Fig. 4: An electron in one trap can tunnel into a second nearby trap, even though this naively seems as impossible as the marble in Figure 2 moving spontaneously from the blue bowl to the red one. Quantum `jitter’ is ultimately responsible for this remarkable possibility. (Actually the marble can tunnel too, but being vastly heavier, and with the bowls being macroscopically large and distant, the probability is unbelievably small that this will ever happen to any marble anywhere in the universe.)

How did it do that? If you imagine that electrons are like marbles, you will not be able to understand this. But electrons are not like marbles [or at least not like your intuitive notion of a marble], and their quantum jitter offers them an extremely small but non-zero probability of “walking through walls” – of going someplace that it would seem impossible for them to go – and ending up on the other side. This is called, poetically, “tunneling” – but you should not imagine that the electron digs a hole through the wall.  And you’ll never catch the electron in the wall – in the act, so to speak. It’s just that the wall isn’t completely impermeable to things like electrons; electrons are not things that can be easily trapped.

Actually, it’s even crazier than this: because what is true for the electron actually is true for the marble in the bowl. The marble could end up in bowl 2, if you could give it enough time. But the probability of this happening is extremely extremely extremely small. so small that if you waited billions of years, or even billions of billions of billions of years, that still wouldn’t be enough.  For all practical purposes, it will “never” happen.

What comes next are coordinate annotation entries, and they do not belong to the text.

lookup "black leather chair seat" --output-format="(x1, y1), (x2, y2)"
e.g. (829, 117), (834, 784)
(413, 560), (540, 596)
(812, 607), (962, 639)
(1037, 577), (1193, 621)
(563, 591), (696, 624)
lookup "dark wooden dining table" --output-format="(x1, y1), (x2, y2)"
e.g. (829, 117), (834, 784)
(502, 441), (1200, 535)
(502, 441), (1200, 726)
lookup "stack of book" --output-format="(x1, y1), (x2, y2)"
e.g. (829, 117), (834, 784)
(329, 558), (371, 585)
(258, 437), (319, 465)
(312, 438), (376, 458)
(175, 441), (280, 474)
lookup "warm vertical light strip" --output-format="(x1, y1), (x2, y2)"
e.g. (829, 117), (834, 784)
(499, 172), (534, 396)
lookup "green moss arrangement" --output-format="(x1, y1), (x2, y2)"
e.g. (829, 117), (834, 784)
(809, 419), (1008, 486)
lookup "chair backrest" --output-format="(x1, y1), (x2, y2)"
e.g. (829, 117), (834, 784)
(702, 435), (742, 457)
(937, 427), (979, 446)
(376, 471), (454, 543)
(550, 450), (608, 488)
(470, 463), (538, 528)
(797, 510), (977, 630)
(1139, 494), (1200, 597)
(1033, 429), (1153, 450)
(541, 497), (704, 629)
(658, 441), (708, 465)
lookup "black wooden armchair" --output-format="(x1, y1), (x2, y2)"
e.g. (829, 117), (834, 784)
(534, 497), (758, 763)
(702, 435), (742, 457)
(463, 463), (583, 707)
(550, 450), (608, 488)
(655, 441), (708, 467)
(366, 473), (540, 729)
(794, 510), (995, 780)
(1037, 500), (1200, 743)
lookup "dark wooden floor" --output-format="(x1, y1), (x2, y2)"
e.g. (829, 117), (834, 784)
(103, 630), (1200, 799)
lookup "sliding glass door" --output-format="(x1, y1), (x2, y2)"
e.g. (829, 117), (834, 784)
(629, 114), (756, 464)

The point is that our world is a quantum world, and all objects are made from elementary particles and are subject to the rules of quantum physics. Quantum jitter is ever-present. But for most objects that have a lot of mass compared to an elementary particle – a marble, for instance, or even a typical speck of dust – this quantum jitter is too small to observe, except in very specially designed experiments. And the consequent ability to tunnel through walls is also, therefore, never seen in ordinary daily life.

To say it another way: any object can tunnel through a “wall”, but the probability for it to do so typically goes down very rapidly if

  • the object has a large mass
  • the wall is thick (i.e. there is a long distance between its two sides)
  • the wall is hard to penetrate (i.e. to punch through the wall in the usual way would require a lot of energy.)

For a marble to penetrate the lip of a bowl is possible in principle, but in practice might as well be impossible. For an electron to escape from one trap to another may be easy, if the traps are close together and the traps are not very deep, but it may be very difficult, if the traps are far apart or the traps are very deep.”

WHY TUNNELING IS PHILOSOPHICALLY IMPORTANT:

Knowing about such things as the preceding, and knowing as they fit with different appearances, and knowing how we found them out, is what makes our wisdom different from that of the Ancients.

Not just a different knowledge basis, but also a different meta-knowledge basis (how we established that knowledge).

Just as drastically, recent bits of science provide us with new models for thinking in general.

For example, tunneling implies that there are no absolute separations, and that, instead, interpenetration makes the real world hold together well.

That’s why students of philosophy that have learned nothing new in the last few centuries, ought not to be taken too seriously. Even on poetry, tunneling ought to have an impact.

Tunnel Effect: if you want to be real, you have to dig it.